最后,如何根据不同的学习率绘制下降结果,并将这些数据叠加在回归结果本身上?
修改 以下是使用alpha = .005和10,000次迭代运行两种算法的结果:
1)
> gradientDesc(trainingDS, y, 0.005, 0.001, 32, 10000)
TEXT_SHOW_BACKTRACE environmental variable.
[1] "Optimal intercept: 2183458.95872599 Optimal slope: 62417773.0184353"
2)
> print(grad.descent(x, 10000, .005))
[,1]
x0 8.3681113
season 19.8399837
mnth -0.3515479
hr 8.0269388
holiday -16.2429750
weekday 1.9615369
workingday 7.6063719
weathersit -12.0611266
temp 157.5315413
atemp 138.8019732
hum -162.7948299
windspeed 31.5442471
答案 0 :(得分:1)
为了举例说明如何以更好的方式编写这样的函数,请考虑以下内容:
TextBox进行比较:
gradientDesc <- function(x, y, learn_rate, conv_threshold, max_iter) {
n <- nrow(x)
m <- runif(ncol(x), 0, 1) # m is a vector of dimension ncol(x), 1
yhat <- x %*% m # since x already contains a constant, no need to add another one
MSE <- sum((y - yhat) ^ 2) / n
converged = F
iterations = 0
while(converged == F) {
m <- m - learn_rate * ( 1/n * t(x) %*% (yhat - y))
yhat <- x %*% m
MSE_new <- sum((y - yhat) ^ 2) / n
if( abs(MSE - MSE_new) <= conv_threshold) {
converged = T
}
iterations = iterations + 1
MSE <- MSE_new
if(iterations >= max_iter) break
}
return(list(converged = converged,
num_iterations = iterations,
MSE = MSE_new,
coefs = m) )
}
现在,
ols <- solve(t(x)%*%x)%*%t(x)%*%y
此处,out <- gradientDesc(x,y, 0.005, 1e-7, 200000)

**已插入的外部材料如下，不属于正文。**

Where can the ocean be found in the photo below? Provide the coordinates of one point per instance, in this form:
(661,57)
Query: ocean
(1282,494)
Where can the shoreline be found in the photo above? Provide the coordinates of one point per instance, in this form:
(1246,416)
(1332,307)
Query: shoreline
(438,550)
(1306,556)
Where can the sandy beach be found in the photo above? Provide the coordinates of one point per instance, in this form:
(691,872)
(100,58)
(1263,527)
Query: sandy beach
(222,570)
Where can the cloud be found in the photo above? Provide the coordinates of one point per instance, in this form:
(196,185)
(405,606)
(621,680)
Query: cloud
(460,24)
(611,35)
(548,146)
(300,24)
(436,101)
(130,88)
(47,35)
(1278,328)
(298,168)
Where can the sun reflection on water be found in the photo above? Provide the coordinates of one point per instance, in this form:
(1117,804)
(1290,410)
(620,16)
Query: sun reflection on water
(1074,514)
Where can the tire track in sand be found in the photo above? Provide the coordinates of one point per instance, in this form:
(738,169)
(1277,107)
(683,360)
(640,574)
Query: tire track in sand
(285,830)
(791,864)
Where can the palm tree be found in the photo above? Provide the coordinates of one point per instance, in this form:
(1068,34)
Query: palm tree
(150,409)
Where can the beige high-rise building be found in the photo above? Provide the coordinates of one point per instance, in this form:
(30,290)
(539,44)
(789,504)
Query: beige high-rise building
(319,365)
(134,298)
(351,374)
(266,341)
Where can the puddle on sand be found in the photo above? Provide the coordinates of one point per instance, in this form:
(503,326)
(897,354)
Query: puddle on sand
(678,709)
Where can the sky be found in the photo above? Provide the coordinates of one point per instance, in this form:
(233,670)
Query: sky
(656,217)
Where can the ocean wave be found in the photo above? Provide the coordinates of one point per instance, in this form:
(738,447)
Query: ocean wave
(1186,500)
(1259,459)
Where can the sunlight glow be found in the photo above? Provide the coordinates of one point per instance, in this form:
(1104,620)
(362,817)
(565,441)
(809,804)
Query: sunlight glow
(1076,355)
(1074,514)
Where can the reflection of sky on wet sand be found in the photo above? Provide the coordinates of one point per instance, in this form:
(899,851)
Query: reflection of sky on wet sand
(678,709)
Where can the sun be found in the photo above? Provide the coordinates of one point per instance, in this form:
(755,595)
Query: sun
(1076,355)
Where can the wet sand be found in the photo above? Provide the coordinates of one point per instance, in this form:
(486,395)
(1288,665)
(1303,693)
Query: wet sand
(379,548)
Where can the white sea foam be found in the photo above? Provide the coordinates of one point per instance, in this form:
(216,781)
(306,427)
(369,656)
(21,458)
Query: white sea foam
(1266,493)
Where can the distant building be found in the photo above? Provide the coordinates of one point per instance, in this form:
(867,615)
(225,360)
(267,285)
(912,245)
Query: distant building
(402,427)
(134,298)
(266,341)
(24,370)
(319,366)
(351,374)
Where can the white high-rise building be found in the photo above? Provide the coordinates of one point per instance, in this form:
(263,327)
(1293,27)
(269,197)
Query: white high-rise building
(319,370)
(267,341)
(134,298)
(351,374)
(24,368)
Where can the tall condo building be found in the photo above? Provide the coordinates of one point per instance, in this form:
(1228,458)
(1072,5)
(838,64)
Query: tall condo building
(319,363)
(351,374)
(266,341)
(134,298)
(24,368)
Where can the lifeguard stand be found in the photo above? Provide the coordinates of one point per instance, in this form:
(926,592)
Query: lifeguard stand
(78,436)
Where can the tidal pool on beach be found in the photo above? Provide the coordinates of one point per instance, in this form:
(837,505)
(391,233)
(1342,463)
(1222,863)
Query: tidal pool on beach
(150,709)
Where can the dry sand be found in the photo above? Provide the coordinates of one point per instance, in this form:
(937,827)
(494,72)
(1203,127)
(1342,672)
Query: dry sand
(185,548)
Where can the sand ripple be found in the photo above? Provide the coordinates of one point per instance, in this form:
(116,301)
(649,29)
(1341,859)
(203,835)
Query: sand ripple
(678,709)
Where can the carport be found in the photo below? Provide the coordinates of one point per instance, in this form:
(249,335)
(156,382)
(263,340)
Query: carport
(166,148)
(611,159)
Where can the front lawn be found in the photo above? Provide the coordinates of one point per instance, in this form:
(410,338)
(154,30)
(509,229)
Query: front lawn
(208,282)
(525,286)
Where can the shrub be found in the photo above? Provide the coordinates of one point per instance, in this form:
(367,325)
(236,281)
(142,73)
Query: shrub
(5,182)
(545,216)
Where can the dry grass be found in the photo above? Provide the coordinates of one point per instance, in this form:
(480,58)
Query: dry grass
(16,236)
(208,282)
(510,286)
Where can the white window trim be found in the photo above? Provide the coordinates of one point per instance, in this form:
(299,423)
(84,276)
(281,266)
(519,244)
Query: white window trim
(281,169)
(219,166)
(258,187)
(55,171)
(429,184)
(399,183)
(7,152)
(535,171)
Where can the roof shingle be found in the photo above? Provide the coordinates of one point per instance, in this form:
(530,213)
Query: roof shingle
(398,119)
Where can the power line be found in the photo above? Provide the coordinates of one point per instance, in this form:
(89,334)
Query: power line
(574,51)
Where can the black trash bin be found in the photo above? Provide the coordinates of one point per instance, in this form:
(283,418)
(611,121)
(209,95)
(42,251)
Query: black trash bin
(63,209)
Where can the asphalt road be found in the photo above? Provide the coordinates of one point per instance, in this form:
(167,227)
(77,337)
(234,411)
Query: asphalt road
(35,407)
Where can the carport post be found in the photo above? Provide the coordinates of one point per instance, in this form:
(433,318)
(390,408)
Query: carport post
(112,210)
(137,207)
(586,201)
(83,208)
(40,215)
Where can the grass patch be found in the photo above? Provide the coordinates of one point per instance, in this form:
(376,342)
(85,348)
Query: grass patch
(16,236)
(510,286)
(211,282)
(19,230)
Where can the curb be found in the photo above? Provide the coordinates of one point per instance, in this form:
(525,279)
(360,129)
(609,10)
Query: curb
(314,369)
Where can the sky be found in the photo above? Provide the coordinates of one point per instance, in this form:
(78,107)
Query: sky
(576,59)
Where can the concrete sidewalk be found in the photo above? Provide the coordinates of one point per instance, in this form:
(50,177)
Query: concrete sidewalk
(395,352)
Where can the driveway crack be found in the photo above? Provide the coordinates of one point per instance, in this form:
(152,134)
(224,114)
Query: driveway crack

data.frame(ols, out$coefs)
ols out.coefs
x0 33.0663095 35.2995589
season 18.5603565 18.5779534
mnth -0.1441603 -0.1458521
hr 7.4374031 7.4420685
holiday -21.0608520 -21.3284449
weekday 1.5115838 1.4813259
workingday 5.9953383 5.9643950
weathersit -0.2990723 -0.4073493
temp 100.0719903 147.1157262
atemp 226.9828394 174.0260534
hum -225.7411524 -225.2686640
windspeed 12.3671942 9.5792498
指的是您的第一个代码块中定义的x。注意系数之间的相似性。但是,还要注意
x这样您就可以通过增加迭代次数或通过玩步长来提高准确性。它也可能有助于首先扩展变量。